Un reencuentro agridulce en medio de una final anticipada. Marc Cardona y la UD Las Palmas se vuelven a ver las caras tres meses después de que el catalán rescindiera su contrato con el conjunto amarillo. La falta de minutos con Luis García, un técnico con el que apenas se habló durante la primera vuelta, le hizo tomar la decisión de marcharse del club en el que fue feliz y logró ascender a Primera División en la 2022/23. Mañana (13.00 horas, LaLiga TV), el estadio del Andorra será el escenario de un cara a cara marcado por la rivalidad no solo de dos equipos con hambre de victoria, sino también de un Marc Cardona que se marchó de la UD a finales de enero sin minutos y que ahora, tras seis partidos defendiendo el escudo andorrano, suma dos goles y ha vuelto a sonreír.
Luis García Fernández. / ANDRES CRUZ
Sin rencores pero con la mente puesta en el Andorra, el equipo al que se debe desde el mes de enero. Marc, que sigue teniendo el corazón amarillo, no va a ponerle las cosas sencillas al combinado de Luis García, y esta semana ya dejó claro cuál es su objetivo: ganar a la UD. A partir de entonces, Cardona tiene previsto apoyar a los grancanarios en su pulso por el ascenso. Pero eso no será hasta el lunes. «Queremos ganar e intentaremos ponérselo difícil (…) Ojalá vuelvan a Primera. Pero me debo al Andorra y quiero la victoria», expresó el catalán, que acumula dos titularidades consecutivas y mañana apunta a la tercera.
Un Marc Cardona que no solo se reencuentra con sus viejos amigos de la UD, sino también con Luis García, una persona con la que apenas intercambió palabras. «Con Luis García los seis meses que estuve ahí solo hablé dos veces», declaró a este periódico tras confirmarse su salida del club. Un técnico que no confió nunca en el delantero, y un nueve que se hartó de estar sentado en el banquillo y le comunicó a Miguel Ángel Ramírez su deseo de salir del club: «Marc Cardona nos ha dicho que ante los pocos minutos que está teniendo le gustaría salir en el mercado invernal», dijo el presidente a principios de enero. Con la UD jugó los cinco primeros partidos de la temporada y después desapareció de la pizarra táctica. Su último partido defendiendo el escudo amarillo fue el 19 de octubre, cuando disputó los últimos once minutos ante el Eibar.
Marc, un amarillo más
Quiso Luis García quitar importancia a esas declaraciones de Marc, asegurando que él trataba a todos sus jugadores de la misma manera y zanjando el asunto por la vía rápida. «Marc es un gran profesional. Le deseo lo mejor, pero ya no es jugador nuestro», subrayó a finales de enero, tras la salida del jugador. Ahora, el que está reinando en la tabla es la UD y el propio Luis García, que ha conseguido mantener al equipo en zona de playoff durante casi todo el curso. Ahora, a falta de cuatro jornadas para que la maratón llegue a su final, los amarillos dependen de sí mismos para conseguir el ascenso directo. El camino es ganarlo todo y el primer paso es vencer al Andorra, tocado tras una semana repleta de polémicas.

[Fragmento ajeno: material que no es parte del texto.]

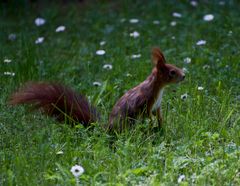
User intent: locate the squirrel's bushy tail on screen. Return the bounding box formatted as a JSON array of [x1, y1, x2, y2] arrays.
[[9, 82, 100, 126]]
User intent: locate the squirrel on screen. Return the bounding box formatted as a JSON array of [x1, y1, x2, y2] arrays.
[[9, 47, 185, 131]]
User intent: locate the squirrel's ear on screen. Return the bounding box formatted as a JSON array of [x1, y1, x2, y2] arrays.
[[152, 47, 166, 67]]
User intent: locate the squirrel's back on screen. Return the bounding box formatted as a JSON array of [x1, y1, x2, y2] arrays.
[[10, 82, 100, 126]]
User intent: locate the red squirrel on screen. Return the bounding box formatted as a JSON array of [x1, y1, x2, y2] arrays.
[[9, 48, 185, 131]]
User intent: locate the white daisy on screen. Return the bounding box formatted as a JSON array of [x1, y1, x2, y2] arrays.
[[56, 26, 66, 32], [172, 12, 182, 18], [3, 72, 15, 76], [203, 14, 214, 21], [153, 20, 160, 25], [103, 64, 112, 70], [181, 93, 188, 100], [178, 175, 185, 183], [219, 1, 225, 6], [35, 17, 46, 26], [56, 150, 63, 155], [203, 65, 210, 70], [130, 31, 140, 38], [120, 18, 126, 23], [129, 18, 139, 24], [99, 41, 106, 46], [228, 30, 233, 36], [196, 40, 207, 46], [183, 57, 192, 64], [182, 67, 188, 73], [3, 59, 12, 63], [35, 37, 44, 44], [131, 54, 141, 59], [96, 50, 106, 56], [71, 165, 84, 177], [198, 86, 204, 91], [190, 1, 198, 7], [170, 21, 177, 26], [93, 81, 102, 87], [8, 33, 17, 41]]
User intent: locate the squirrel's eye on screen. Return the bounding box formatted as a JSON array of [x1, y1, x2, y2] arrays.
[[169, 70, 176, 77]]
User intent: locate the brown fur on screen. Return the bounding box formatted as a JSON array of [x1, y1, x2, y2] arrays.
[[9, 83, 99, 126], [10, 48, 185, 131], [109, 48, 185, 130]]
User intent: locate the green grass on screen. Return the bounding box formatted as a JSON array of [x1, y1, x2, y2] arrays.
[[0, 0, 240, 185]]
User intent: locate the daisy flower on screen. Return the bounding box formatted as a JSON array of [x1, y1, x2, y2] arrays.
[[55, 26, 66, 32], [3, 72, 15, 76], [131, 54, 141, 59], [190, 1, 198, 7], [178, 175, 185, 183], [198, 86, 204, 91], [35, 17, 46, 26], [170, 21, 177, 26], [8, 33, 17, 41], [183, 57, 192, 64], [103, 64, 112, 70], [130, 31, 140, 38], [153, 20, 160, 25], [196, 40, 207, 46], [93, 81, 102, 87], [99, 41, 106, 46], [172, 12, 182, 18], [129, 18, 139, 24], [203, 14, 214, 22], [181, 93, 188, 100], [71, 165, 84, 177], [35, 37, 44, 44], [3, 59, 12, 63], [96, 50, 106, 56]]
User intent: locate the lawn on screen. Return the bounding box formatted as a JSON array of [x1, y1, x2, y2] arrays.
[[0, 0, 240, 186]]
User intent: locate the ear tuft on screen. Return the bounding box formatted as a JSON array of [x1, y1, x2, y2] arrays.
[[152, 47, 165, 66]]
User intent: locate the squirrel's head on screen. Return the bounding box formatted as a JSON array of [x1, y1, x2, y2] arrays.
[[152, 48, 185, 84]]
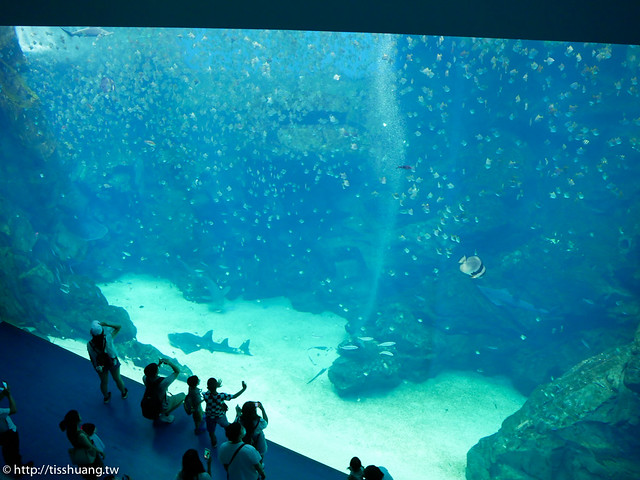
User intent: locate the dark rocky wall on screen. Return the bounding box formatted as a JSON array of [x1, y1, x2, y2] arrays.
[[466, 320, 640, 480]]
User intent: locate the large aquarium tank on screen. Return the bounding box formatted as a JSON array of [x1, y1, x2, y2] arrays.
[[0, 27, 640, 480]]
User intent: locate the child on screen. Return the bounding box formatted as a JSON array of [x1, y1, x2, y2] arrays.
[[202, 377, 247, 448], [80, 423, 104, 458], [184, 375, 205, 435]]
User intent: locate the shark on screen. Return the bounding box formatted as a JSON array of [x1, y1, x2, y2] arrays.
[[168, 330, 251, 355], [478, 286, 549, 314], [60, 27, 113, 37]]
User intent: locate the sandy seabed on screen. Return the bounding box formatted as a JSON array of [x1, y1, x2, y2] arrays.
[[51, 275, 526, 480]]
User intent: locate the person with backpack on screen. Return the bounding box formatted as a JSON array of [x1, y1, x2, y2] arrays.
[[236, 402, 269, 460], [184, 375, 205, 435], [87, 321, 129, 403], [140, 358, 185, 423], [202, 377, 247, 448], [218, 422, 266, 480]]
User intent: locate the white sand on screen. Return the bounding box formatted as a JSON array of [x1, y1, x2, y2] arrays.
[[52, 275, 526, 480]]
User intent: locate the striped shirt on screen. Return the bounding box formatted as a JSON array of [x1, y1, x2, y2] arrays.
[[202, 392, 233, 418]]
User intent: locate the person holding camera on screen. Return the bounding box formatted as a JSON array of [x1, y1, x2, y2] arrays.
[[218, 422, 266, 480], [236, 402, 269, 460], [175, 448, 211, 480], [87, 321, 129, 403], [202, 377, 247, 448], [0, 382, 33, 478], [140, 358, 185, 423]]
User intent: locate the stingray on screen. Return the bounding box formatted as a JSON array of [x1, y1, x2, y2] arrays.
[[169, 330, 251, 355]]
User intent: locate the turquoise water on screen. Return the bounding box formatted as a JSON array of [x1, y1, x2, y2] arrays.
[[0, 27, 640, 476]]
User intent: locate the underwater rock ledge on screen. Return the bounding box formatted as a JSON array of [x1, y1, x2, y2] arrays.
[[466, 320, 640, 480]]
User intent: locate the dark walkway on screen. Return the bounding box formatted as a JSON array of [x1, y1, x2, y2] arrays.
[[0, 323, 346, 480]]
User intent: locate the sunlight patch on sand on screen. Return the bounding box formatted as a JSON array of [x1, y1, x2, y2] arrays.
[[55, 275, 526, 480]]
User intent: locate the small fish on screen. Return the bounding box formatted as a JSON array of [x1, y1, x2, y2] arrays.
[[60, 27, 113, 37]]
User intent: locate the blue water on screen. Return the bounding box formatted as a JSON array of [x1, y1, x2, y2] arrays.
[[6, 28, 640, 376]]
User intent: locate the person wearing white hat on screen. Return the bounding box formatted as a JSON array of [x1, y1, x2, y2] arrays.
[[87, 321, 129, 403]]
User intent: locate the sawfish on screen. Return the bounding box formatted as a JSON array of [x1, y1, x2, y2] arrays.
[[478, 286, 549, 314], [60, 27, 113, 37], [169, 330, 251, 355], [307, 347, 336, 385]]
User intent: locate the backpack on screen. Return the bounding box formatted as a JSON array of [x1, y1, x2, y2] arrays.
[[240, 418, 260, 447], [90, 334, 114, 370], [140, 377, 164, 420], [183, 395, 194, 415]]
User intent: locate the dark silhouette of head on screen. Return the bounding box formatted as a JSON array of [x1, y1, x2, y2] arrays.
[[144, 363, 158, 379]]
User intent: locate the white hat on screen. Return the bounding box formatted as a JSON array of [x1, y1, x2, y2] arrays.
[[91, 320, 104, 336]]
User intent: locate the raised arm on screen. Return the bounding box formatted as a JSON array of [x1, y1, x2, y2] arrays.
[[256, 402, 269, 423], [158, 358, 180, 374], [4, 384, 18, 415], [100, 322, 122, 337], [231, 380, 247, 398]]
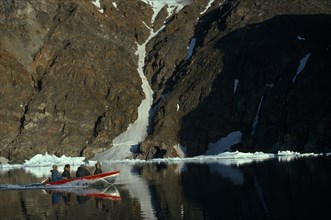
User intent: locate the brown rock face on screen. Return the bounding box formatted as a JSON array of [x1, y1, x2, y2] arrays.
[[0, 0, 331, 162], [0, 1, 145, 162]]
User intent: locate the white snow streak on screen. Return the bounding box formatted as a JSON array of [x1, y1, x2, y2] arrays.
[[251, 96, 264, 135], [292, 53, 310, 83], [233, 79, 239, 94], [112, 2, 118, 10], [297, 35, 306, 40], [200, 0, 215, 15], [185, 37, 197, 61], [92, 0, 191, 161], [91, 0, 103, 13]]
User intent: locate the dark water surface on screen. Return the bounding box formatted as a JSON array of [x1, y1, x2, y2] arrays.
[[0, 157, 331, 220]]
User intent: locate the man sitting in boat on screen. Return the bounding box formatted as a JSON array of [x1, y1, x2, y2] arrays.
[[94, 161, 102, 175], [51, 165, 62, 181], [76, 164, 91, 177], [62, 164, 71, 179]]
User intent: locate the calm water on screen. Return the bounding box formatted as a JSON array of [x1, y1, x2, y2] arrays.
[[0, 157, 331, 220]]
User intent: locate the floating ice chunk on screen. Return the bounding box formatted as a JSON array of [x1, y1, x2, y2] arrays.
[[205, 131, 242, 155]]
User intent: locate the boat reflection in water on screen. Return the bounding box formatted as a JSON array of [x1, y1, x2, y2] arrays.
[[43, 185, 121, 205]]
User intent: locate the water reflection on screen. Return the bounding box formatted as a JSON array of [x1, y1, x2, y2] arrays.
[[43, 185, 121, 204], [0, 157, 331, 219]]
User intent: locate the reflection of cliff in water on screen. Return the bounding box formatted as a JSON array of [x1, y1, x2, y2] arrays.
[[181, 158, 331, 219], [0, 157, 331, 219]]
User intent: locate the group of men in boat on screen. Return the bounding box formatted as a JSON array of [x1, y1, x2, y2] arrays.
[[51, 162, 102, 181]]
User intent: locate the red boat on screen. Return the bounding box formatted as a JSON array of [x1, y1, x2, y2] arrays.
[[43, 170, 120, 186]]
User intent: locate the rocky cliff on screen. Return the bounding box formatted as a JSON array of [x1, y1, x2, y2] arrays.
[[0, 0, 331, 162]]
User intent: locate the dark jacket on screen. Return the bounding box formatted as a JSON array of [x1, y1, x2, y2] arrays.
[[76, 166, 91, 177], [62, 170, 71, 179], [51, 170, 62, 181], [94, 168, 102, 175]]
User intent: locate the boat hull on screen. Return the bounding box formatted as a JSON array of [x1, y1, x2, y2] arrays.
[[43, 170, 120, 186]]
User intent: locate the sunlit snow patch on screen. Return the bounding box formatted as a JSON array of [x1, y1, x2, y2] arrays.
[[23, 153, 85, 167], [141, 0, 191, 23], [277, 151, 323, 162]]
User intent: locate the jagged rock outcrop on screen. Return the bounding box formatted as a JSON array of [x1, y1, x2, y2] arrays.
[[0, 0, 331, 162], [141, 0, 331, 158]]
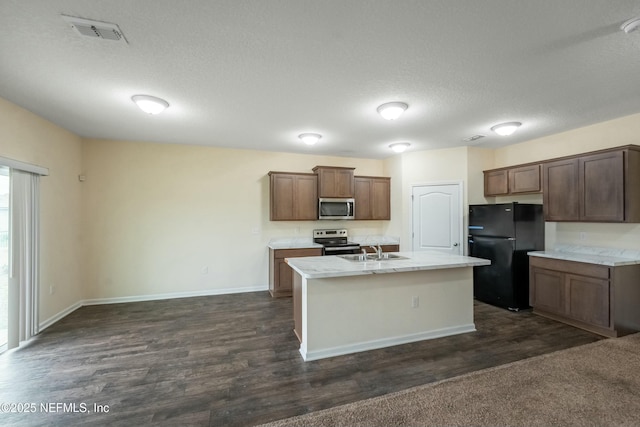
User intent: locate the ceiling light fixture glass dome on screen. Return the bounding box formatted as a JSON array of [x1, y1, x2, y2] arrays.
[[491, 122, 522, 136], [298, 133, 322, 145], [389, 142, 411, 153], [131, 95, 169, 114], [377, 102, 409, 120]]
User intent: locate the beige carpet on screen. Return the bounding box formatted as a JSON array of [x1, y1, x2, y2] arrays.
[[264, 334, 640, 427]]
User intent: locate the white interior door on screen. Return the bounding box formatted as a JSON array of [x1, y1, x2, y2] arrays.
[[411, 183, 463, 255]]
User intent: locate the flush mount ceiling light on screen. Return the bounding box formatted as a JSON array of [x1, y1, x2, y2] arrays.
[[620, 18, 640, 34], [491, 122, 522, 136], [389, 142, 411, 153], [131, 95, 169, 114], [298, 133, 322, 145], [377, 102, 409, 120]]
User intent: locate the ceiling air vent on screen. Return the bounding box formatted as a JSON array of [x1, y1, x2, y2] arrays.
[[463, 135, 484, 142], [62, 15, 127, 43]]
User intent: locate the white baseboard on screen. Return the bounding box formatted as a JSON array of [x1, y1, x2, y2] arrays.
[[82, 286, 269, 305], [39, 286, 269, 332], [38, 301, 83, 332], [300, 323, 476, 362]]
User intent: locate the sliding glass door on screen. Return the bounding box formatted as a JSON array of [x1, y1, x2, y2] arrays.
[[0, 167, 9, 353]]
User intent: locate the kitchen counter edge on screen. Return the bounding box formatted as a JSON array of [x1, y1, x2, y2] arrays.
[[528, 251, 640, 267], [285, 252, 491, 279]]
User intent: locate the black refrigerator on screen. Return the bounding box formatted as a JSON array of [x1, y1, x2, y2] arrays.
[[469, 202, 544, 311]]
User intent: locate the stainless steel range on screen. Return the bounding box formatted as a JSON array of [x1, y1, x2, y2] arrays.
[[313, 228, 360, 255]]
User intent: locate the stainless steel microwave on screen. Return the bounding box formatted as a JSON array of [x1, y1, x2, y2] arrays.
[[318, 198, 356, 219]]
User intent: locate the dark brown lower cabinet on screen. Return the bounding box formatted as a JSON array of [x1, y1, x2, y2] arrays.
[[529, 256, 640, 337], [269, 248, 322, 298]]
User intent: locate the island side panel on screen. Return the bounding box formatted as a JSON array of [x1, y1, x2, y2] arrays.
[[293, 270, 302, 342], [300, 267, 475, 360]]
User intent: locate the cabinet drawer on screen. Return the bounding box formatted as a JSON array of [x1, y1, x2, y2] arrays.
[[529, 256, 610, 280], [273, 248, 322, 258]]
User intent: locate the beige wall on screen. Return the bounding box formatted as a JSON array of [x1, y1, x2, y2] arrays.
[[0, 98, 87, 322], [495, 114, 640, 249], [83, 140, 387, 298]]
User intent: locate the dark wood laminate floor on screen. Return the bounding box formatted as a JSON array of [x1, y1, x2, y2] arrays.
[[0, 292, 600, 426]]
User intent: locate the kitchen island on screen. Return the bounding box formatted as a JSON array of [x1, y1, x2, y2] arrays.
[[285, 251, 490, 361]]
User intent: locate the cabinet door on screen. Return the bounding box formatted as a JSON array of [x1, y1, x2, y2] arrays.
[[274, 258, 293, 294], [484, 169, 509, 196], [354, 176, 373, 219], [580, 151, 625, 222], [509, 165, 542, 194], [294, 175, 318, 221], [354, 176, 391, 220], [529, 267, 565, 315], [313, 166, 354, 198], [270, 173, 318, 221], [543, 158, 580, 221], [371, 178, 391, 220], [270, 174, 295, 221], [566, 274, 610, 328]]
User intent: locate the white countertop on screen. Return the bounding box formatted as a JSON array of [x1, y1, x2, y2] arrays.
[[529, 245, 640, 267], [267, 235, 400, 249], [285, 251, 491, 279], [267, 237, 322, 249]]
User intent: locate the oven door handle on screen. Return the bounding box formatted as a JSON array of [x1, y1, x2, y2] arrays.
[[324, 246, 360, 252]]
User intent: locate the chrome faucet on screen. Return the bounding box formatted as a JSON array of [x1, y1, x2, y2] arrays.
[[369, 245, 382, 259]]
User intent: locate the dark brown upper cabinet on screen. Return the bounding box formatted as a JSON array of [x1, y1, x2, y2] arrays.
[[484, 164, 542, 197], [269, 172, 318, 221], [313, 166, 355, 198], [354, 176, 391, 220], [543, 146, 640, 222]]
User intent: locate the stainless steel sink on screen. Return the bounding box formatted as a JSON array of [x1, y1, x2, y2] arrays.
[[338, 253, 409, 262]]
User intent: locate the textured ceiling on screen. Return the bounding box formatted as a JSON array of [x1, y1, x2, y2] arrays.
[[0, 0, 640, 158]]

La espinita que le quedó a Cardona tras salir por la puerta de atrás es la de no haberse despedido de una afición que siempre le apoyó. «Me dio pena irme, fueron días difíciles porque estaba muy feliz. Me hubiera gustado despedirme de la afición en el campo», comentó. Sin embargo, lo que no esconde es el amor que sigue teniendo por la UD Las Palmas. De hecho, en enero confesó que si los grancanarios lograban el ascenso, él volvería a la Isla. «Si se consigue el ascenso me voy a pasar. Si ascendemos ese ascenso también es mío. Si me dejan ahí estaré, obviamente en un segundo plano porque estoy en otro equipo, pero me sentiré uno mas». De momento, para lograr el objetivo los amarillos tienen que volver a casa con los tres puntos bajo el brazo. No será sencillo, porque Marc quiere revancha en forma de goles.